Search code examples
python-3.xselenium-webdriverdecoratorcontextmanagerpyvirtualdisplay

Proper way to create a wrap context manager into a decorator in python?


I have several webpages that i would like to scrape using selenium. I want to automate this and run it on a remote machine. Since each website is different, the script would require different functionalities to complete the job. Instead of having each script having the same code to start a virutal display and a webdriver, i have a rough idea of using a decorator that can start up a virtual display and webdriver like so:

    def open_headless_browser(func: Callable) -> Callable:
        disp = Display(visible=False, size=(100, 100))
        options = webdriver.ChromeOptions()
        options.add_argument("--headless=new")
        options.add_argument("--dns-prefetch-disable")
        def start(): -> None
            with disp as display:
                with webdriver.Chrome(options=self.options) as wd:
                    func()
        return start

And then i can potentially have my scripts (the one that will actually perform the scraping) like so:

@open_headless_browser
def scrape_abc(url_abc: str) -> None:
    driver.get(url_abc)
    driver.find_elements_by_xpath('abc')

@open_headless_browser
def scrape_xyz(url_xyz: str) -> None:
    driver.get(url_xyz)
    driver.find_elements_by_css('xyz')

However, several things concerning me:

  • is the code in my scrape_abc and scrape_xzy functions cinsidered a bit awkward because it doesn not have any idea of what driver is (since it is defined in the decorator).
  • would this even work?

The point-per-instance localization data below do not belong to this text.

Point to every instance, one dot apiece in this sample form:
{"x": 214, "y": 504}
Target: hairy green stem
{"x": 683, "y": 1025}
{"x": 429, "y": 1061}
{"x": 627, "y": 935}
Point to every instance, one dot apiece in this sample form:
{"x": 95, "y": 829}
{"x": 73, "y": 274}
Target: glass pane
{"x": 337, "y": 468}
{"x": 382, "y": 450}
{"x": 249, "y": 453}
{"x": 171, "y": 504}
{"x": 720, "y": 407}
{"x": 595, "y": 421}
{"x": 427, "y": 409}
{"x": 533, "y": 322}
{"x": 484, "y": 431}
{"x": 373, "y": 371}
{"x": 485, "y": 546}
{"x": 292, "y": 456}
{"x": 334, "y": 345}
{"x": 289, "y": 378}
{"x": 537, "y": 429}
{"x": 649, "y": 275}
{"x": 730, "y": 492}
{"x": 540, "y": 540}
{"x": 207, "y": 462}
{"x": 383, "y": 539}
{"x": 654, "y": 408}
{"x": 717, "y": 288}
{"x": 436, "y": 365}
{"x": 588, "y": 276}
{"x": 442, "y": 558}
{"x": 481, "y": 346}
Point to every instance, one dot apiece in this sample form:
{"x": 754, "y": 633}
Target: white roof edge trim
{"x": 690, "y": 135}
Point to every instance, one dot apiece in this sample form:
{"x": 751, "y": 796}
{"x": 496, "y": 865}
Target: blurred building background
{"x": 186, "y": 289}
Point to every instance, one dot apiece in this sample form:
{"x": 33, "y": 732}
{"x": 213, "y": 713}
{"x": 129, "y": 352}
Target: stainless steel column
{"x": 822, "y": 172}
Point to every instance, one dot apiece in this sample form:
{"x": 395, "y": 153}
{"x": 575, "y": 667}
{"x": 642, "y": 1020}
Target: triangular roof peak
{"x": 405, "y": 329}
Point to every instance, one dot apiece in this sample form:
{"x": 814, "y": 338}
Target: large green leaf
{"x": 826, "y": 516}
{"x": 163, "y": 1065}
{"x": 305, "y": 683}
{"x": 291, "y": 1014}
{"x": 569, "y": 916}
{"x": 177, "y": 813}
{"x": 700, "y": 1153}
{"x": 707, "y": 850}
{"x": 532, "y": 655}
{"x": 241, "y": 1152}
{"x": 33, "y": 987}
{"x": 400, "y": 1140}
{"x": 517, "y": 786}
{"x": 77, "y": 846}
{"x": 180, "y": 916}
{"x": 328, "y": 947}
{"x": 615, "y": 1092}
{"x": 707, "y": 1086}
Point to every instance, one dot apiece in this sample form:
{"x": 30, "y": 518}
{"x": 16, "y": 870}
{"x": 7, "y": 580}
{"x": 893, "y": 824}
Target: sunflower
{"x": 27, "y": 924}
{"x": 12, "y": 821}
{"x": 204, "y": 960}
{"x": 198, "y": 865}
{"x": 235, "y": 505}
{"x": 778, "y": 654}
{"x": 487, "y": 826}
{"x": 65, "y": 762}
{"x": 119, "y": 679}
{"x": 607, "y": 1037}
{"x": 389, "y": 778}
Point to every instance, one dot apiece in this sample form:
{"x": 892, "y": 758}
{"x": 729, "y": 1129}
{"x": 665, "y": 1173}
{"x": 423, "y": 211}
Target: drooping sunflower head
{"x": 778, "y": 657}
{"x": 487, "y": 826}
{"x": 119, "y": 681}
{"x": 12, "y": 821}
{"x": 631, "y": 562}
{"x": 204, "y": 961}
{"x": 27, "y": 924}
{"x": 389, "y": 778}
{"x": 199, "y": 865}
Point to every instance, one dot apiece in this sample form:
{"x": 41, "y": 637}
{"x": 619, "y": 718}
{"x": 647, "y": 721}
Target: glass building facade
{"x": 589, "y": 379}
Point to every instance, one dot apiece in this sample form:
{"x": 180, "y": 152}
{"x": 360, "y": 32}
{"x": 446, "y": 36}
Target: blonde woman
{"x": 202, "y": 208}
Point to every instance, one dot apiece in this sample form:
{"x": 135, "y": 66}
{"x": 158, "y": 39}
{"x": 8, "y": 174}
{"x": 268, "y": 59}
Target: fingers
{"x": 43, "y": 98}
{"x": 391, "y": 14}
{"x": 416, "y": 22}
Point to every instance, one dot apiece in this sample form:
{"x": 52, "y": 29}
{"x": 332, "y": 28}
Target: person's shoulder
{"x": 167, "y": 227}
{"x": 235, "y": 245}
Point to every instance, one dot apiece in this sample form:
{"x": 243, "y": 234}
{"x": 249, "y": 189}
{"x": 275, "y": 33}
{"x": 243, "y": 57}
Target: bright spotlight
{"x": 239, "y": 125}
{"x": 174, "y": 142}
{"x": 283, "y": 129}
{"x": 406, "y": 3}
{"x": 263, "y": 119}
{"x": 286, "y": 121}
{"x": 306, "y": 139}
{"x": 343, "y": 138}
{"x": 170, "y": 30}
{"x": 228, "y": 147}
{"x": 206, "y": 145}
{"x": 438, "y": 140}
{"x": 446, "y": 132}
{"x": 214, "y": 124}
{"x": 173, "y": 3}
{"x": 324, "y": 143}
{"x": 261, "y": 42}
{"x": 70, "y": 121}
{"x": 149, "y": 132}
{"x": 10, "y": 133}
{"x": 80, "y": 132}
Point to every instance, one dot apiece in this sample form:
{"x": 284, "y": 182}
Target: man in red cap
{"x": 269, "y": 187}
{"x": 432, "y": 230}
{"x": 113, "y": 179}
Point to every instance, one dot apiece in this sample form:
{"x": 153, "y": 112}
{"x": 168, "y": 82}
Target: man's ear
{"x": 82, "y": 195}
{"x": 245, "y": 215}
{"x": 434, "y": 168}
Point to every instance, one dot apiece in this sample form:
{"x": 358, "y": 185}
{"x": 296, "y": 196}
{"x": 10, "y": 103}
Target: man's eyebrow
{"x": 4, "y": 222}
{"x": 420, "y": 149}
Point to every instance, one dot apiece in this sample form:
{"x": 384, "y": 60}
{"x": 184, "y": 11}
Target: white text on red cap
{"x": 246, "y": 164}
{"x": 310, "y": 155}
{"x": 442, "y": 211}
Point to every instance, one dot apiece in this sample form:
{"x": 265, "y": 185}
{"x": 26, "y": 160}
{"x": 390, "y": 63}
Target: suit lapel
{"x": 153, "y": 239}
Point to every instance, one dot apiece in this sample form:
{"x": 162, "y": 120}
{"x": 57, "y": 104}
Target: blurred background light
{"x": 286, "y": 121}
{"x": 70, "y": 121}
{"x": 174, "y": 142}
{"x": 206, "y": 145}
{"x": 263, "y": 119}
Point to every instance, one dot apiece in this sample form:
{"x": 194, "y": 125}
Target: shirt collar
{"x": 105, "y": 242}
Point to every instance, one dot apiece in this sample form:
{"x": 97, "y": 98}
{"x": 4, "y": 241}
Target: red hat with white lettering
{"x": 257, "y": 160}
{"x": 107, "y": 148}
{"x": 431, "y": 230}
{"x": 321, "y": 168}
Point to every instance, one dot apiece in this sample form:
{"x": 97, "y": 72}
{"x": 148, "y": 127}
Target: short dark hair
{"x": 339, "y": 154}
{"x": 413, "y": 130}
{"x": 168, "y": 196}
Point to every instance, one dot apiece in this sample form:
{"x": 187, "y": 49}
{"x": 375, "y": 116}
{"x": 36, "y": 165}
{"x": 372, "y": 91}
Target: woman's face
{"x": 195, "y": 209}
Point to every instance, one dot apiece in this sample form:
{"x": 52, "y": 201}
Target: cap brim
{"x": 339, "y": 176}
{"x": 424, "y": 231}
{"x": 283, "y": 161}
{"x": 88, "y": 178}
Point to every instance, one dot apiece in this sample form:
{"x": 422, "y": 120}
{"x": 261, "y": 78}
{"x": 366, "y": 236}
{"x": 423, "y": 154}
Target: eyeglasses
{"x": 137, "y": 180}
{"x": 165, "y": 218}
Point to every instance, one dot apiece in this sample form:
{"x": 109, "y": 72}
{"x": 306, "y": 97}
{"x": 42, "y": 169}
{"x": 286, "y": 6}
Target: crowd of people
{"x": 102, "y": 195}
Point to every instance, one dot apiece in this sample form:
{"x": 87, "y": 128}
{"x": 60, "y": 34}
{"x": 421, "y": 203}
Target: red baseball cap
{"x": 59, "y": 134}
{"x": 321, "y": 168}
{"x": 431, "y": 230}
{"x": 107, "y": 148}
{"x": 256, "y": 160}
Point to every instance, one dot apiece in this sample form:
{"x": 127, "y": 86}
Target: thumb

Am i over-complicating things or am i just approaching this idea incorrectly?
  • is this pythonic

i am on python3.10 selenium4.15 pyvirtualdisplay3.0

EDIT: after some thinking, this approach will not work after all. The decorated functions will not have access to the webdriver object defined in the decorator


Solution

  • EDIT: after some thinking, this approach will not work after all. The decorated functions will not have access to the webdriver object defined in the decorator

    Sure it will, you just need to pass wd as an argument to the function, something like this:

    def open_headless_browser(func: Callable) -> Callable:
        disp = Display(visible=False, size=(100, 100))
        options = webdriver.ChromeOptions()
        options.add_argument("--headless=new")
        options.add_argument("--dns-prefetch-disable")
        def start(): -> None
            with disp as display:
                with webdriver.Chrome(options=options) as wd:
                    func(wd)
        return start
    

    Then your functions will look like:

    @open_headless_browser
    def scrape_abc(driver: webdriver.Chrome) -> None:
        driver.get(url_abc)
        driver.find_elements_by_xpath('abc')
    
    @open_headless_browser
    def scrape_abc(driver: webdriver.Chrome) -> None:
        driver.get(url_xyz)
        driver.find_elements_by_xpath('xyz')
    

    If you want to be able to pass in a URL, you need to define arguments in the wrapper function, too:

    def open_headless_browser(func: Callable) -> Callable:
        disp = Display(visible=False, size=(100, 100))
        options = webdriver.ChromeOptions()
        options.add_argument("--headless=new")
        options.add_argument("--dns-prefetch-disable")
        def start(url: str): -> None
            with disp as display:
                with webdriver.Chrome(options=options) as wd:
                    func(wd, url)
        return start
    
    @open_headless_browser
    def scrape_abc(driver: webdriver.Chrome, url: str) -> None:
        driver.get(url)
        driver.find_elements_by_xpath('abc')
    

    Then it's just a case of remembering that although you define the function as having two arguments, you only call it with one.